“Along with other producers we’re creating a valley full of blueberries,” says Luan Swart, managing director of Blue Drop Berries in Lydenburg on the Mpumalanga escarpment, where they established an independent blueberry farm in 2017.
They are in the market from September until December; at the moment the plants are accumulating chill units.
Right: blueberries with eucalyptus, extremely valuable as bee forage, behind
Neatly, his sons run an apiary which means bees are on-hand for flowering which will start next month.
“We use very little chemicals, because we took a different approach from the start, a more biological approach. Chemicals work on the short term but there are long-term consequences. We worked with a plant physiologist from the start to ascertain how we could reduce our chemical use through strengthening the plant and through introducing predator insects like ladybugs. Once or twice a year it is necessary to spray but then we do it very early in the morning, before bees are active.”
Blueberries in the Lydenburg Valley (photos supplied by Blue Drop Berries)
Last year they established 5ha of blackberries as an alternative, after their Middle Eastern client requested blackberries as well as blueberries. Their first crop will be harvested this year from mid-November to mid-December.

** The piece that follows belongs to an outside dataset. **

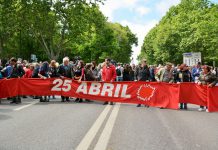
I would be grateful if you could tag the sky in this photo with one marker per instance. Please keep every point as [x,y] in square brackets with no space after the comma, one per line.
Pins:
[140,15]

“The blueberry market grows every year and along with it demand for blackberries has increased tremendously. Consumers like having a basket of berries as they get to know berries and eat more berries every year. Suddenly the demand for blackberries is much higher. Strawberries we obtain from other growers to complete our offering to the Middle East.”
Increasingly they are not packaging the berries on-farm, but sending the fruit in bulk 2kg and 4kg cartons to clients in Europe.
Initially all of their fruit was flown out, which was convenient given the proximity of Johannesburg, but last year’s big swing towards sea freight has meant that most of their fruit was trucked down to Cape Town.
He notes information wasn’t very readily available at the start which obliged them to first spend a year on conducting trials into different planting methods with the benefit that they have been able to learn for themselves what works best in their area.
Going it alone meant that they planted well established varieties such as Legacy and Star and avoided the potential pitfall of planting new and untested varieties. In a young and dynamic industry, such as blueberries, where producers are trying to get ahead and win ground with new varieties, he remarks that growers are sometimes given little time to first trial new blueberry varieties before large-scale adoption.
Luan made a study of all of South Africa’s export-oriented industries, drawing up financial models of them all, through which it became clear that blueberries could offer up the most rewards. The level of control that is allowed by hydroponics appealed to him.
“Elsewhere in the world blueberry plantings are done in open land but in South Africa that just doesn’t work. For that reason all of our new plantings are in hydroponic systems in substrate. It’s more about the drainage of the soil than about the pH. In South Africa many areas where the climate is suitable for blueberry production, the drainage ability of the soil isn’t sufficient because of a high clay content.”
Transformation through JVs with existing producers
“Many people contact us to enquire how they can enter the industry but to set up a blueberry production unit is R20 million+, so we started looking at a model through which investors can enter into the industry. The plants remain the investor’s assets, who can trade in these assets. In the past doctors would buy weekend farms but today they realise the industry is too competitive to farm profitably on a part-time basis.”
He continues: “Our focus is dual: we’re self-financed, pulling in other innovators, while in the same breath effecting transformation. The establishment of new blueberry farms place a premium on experienced farm managers. Joint ventures are easier in the form of expansion by existing large producers who already understand the industry. For us that creates an opportunity since we are not limited by royalties and closed varieties.”
Unfortunately, he says, the tax incentive to invest in Section 12 J companies, to stimulate the local economy, is coming to an end at the end of this month. The model they are envisioning would fit well into such a stimulus package, lowering the barrier to entry into an export-oriented business on the one hand, earning foreign capital and providing high levels of rural employment on the other.
“If the Rand goes from R14 to the Dollar to R20 to the Dollar, there is only a certain part of your annual production costs tied to that change, while your entire income is linked to that change. That’s the big impetus behind our model. The strength of the Rand is helping our current expansion, the growth medium, irrigation systems, the plant material.”
They lost a few containers of blueberries towards the end of the South African marketing window last year due to nervousness created by the legal tussles between other exporting groups and their growers, which impacted on them as independents. Last year the local market buckled under the blueberry volumes that couldn’t be exported and it also showed up some shortcomings in the local cold chain for blueberries, he says.
“There’s a lot of positivity in the blueberry industry,” he emphasises; it still offers a hedged return on a limited area of land that few other crops can offer.